Certain franchisors and holding companies will be held responsible for underpayments by their franchisees where they knew, or reasonably should have known, about the contraventions and failed to take reasonable steps to prevent them.
The laws apply new, higher financial penalties to ‘serious contraventions’ which are 10 times the current maximum penalties. A court could impose these higher penalties where an employer knew they were breaching their obligations and this conduct is part of a systematic pattern of behaviour. In such cases maximum penalties of $630,000 and $126,000 per contravention could apply to corporations and individuals respectively.
The new laws will double the maximum penalties for record-keeping and pay slip breaches to $12,600 per contravention for individuals and $63,000 for companies, and triple existing penalties in cases where employers give false or misleading pay slips to workers, or provide the Fair Work Ombudsman with false information or documents.
“New evidence gathering powers contained in the legislation will allow the Fair Work Ombudsman to require a person to provide information or documents to the FWO or to attend before senior FWO officials to answer questions on oath or affirmation that relate to underpayment of workers,” said Fair Work Ombudsman Natalie James.
Amendments moved by the Senate will also provide that where an employer has not met their record-keeping or pay slip obligations, the employer will have to disprove a wage claim put before a Court unless the employer has a reasonable excuse for not keeping records or issuing pay slips.
James also welcomed the strengthening of laws governing “cashback” arrangements with the legislation specifically prohibiting unreasonable requirements for an employee to pay money to their employer or another person.
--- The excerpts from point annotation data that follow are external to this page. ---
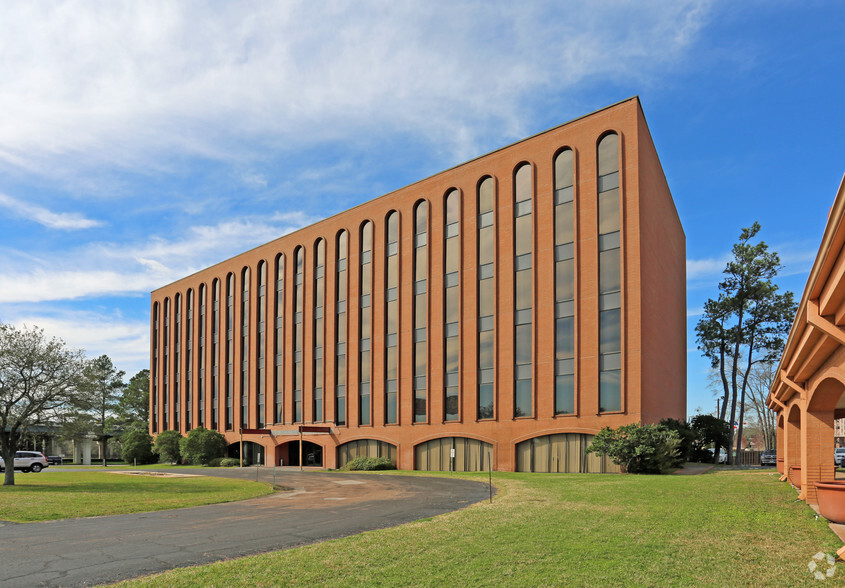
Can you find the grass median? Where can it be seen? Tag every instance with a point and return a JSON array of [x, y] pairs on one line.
[[55, 495], [727, 528]]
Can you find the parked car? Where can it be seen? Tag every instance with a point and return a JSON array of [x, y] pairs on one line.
[[27, 461], [769, 457]]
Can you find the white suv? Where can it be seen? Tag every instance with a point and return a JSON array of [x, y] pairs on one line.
[[27, 461]]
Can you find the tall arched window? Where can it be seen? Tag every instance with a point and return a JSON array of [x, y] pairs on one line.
[[279, 335], [391, 322], [366, 323], [261, 343], [340, 327], [564, 283], [177, 359], [486, 298], [420, 311], [230, 350], [610, 276], [154, 366], [201, 380], [165, 368], [319, 329], [298, 342], [243, 417], [189, 342], [523, 237], [452, 305], [216, 333]]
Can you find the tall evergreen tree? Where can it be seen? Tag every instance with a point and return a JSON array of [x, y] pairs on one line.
[[101, 386], [747, 323]]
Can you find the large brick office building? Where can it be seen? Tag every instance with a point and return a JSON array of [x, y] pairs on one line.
[[505, 309]]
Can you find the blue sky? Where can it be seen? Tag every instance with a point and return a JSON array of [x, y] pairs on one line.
[[140, 142]]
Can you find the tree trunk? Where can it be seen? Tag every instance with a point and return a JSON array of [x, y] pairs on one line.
[[7, 448]]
These protections will now also extend to prospective employees unreasonably required to pay their own money to get a job.
There are strong protections for individuals in relation to these evidence-gathering powers including: supervision by the Administrative Appeals Tribunal and the Commonwealth Ombudsman, rules preventing the evidence a person gives from being used against them personally, the right to have a lawyer present if they attend to answer questions and the right to claim reimbursement of reasonable expenses.
“My agency will continue to be fair and balanced in its approach and will to operate in accordance with our compliance and enforcement policy,” said James.
“However, employers who know their obligations and systematically fail to meet their workplace obligations should be on notice that we will use all the powers at our disposal.
“The Fair Work Ombudsman will work with any franchise that is serious about doing the right thing by its workers.”